« Une dangereuse apocalypse attend le cyberespace français et nous allons continuer l’attaque jusqu’à ce que vous demandez pardon. Tenez-vous prêt ! » Cette phrase d’une grande gravité figurait le week-end du 24/25 octobre sur des dizaines de sites web français. Ces derniers ont été défigurés par des hackers visiblement musulmans, qui estimaient que la France avait insulté leur prophète. Ces attaques faisaient suite aux déclarations d’Emmanuel Macron qui défendait la liberté d’expression et, notamment, les caricatures sur les religions.
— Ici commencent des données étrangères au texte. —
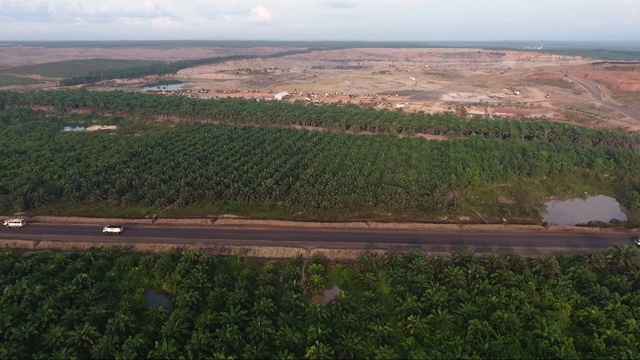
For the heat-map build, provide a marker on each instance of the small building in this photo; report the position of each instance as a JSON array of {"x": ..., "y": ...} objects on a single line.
[{"x": 281, "y": 95}]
Cette vague d’attaque était un cas classique de « hacktivisme », lorsque des hackers utilisent leur savoir-faire technique pour défendre une idée. Défigurer un site web fait partie des techniques de base du hacktivisme, tout comme le déni de service distribué (DDoS). C’est une attaque qui n’est pas d’une grande technicité et qui, soulignons-le, n’est pas très grave si elle se limite à la mise en ligne d’un message indésirable. Le propriétaire du site peut assez aisément le supprimer et remettre d’aplomb sa vitrine numérique. On est donc heureusement très loin de toute apocalypse.
Pour arriver à modifier une page web d’un tiers, les hackers doivent pirater son serveur web. Dans le cas des hackers islamistes, on constate que les cibles étaient généralement des sites de petite taille : mairies, blogs, associations… Ces sites web n’avaient aucun lien avec la déclaration d’Emmanuel Macron ou les caricatures du prophète.
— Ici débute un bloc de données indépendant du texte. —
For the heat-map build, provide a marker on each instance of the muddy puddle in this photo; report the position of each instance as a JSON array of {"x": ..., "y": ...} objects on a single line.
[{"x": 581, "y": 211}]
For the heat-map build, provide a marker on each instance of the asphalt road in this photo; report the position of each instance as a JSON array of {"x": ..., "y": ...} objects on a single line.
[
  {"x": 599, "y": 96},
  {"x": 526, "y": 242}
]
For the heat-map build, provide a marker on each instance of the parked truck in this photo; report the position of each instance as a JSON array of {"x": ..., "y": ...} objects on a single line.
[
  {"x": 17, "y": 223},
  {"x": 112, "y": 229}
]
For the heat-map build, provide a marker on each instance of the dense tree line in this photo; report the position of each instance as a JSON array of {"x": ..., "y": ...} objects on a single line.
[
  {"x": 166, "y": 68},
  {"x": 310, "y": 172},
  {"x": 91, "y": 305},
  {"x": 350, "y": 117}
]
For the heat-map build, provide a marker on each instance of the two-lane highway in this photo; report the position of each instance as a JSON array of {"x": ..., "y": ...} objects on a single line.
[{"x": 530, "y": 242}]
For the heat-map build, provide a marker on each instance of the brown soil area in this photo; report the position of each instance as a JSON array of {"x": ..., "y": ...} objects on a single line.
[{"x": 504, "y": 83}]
Si elles ont été attaquées, c’est parce que c’était facile. Les hackers ont probablement utilisé des outils automatisés ou semi-automatisés pour détecter les sites vulnérables et y déposer leur message. Ce type de stratégie est ultra-classique et existe depuis des années chez les hackers de tout bord, qu’ils défendent une religion, la décroissance ou la nourriture bio.
Généralement, ils profitent de failles de sécurité bien connues dans les gestionnaires de contenu, car beaucoup de petits sites sont mal configurés ou pas mis à jour. Le vecteur d’attaque le plus fréquent est l’injection SQL, qui consiste à insérer des commandes SQL dans des champs de formulaire pour accéder à la base de données des utilisateurs et, ainsi, récupérer le mot de passe d’un administrateur. Parmi les autres techniques, citons les attaques par force brute sur les mots de passe et le « cross site scripting ».
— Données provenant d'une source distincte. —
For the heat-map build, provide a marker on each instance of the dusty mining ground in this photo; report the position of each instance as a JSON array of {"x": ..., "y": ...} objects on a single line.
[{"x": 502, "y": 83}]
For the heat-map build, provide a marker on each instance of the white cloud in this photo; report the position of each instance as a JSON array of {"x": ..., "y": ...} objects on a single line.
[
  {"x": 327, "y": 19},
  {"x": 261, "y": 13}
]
Les hackers auraient également pu tenter de s’attaquer directement au site web de la présidence de la République… Mais c’est évidemment une autre paire de manches, car ce serveur web est très bien protégé. En réalité, ce type de stratégie est de moins en moins fréquent, car les entreprises et les organisations qui sont très en vue sur la Toile ont tendance à bien blinder leurs services. S’y attaquer nécessiterait des techniques beaucoup plus pointues.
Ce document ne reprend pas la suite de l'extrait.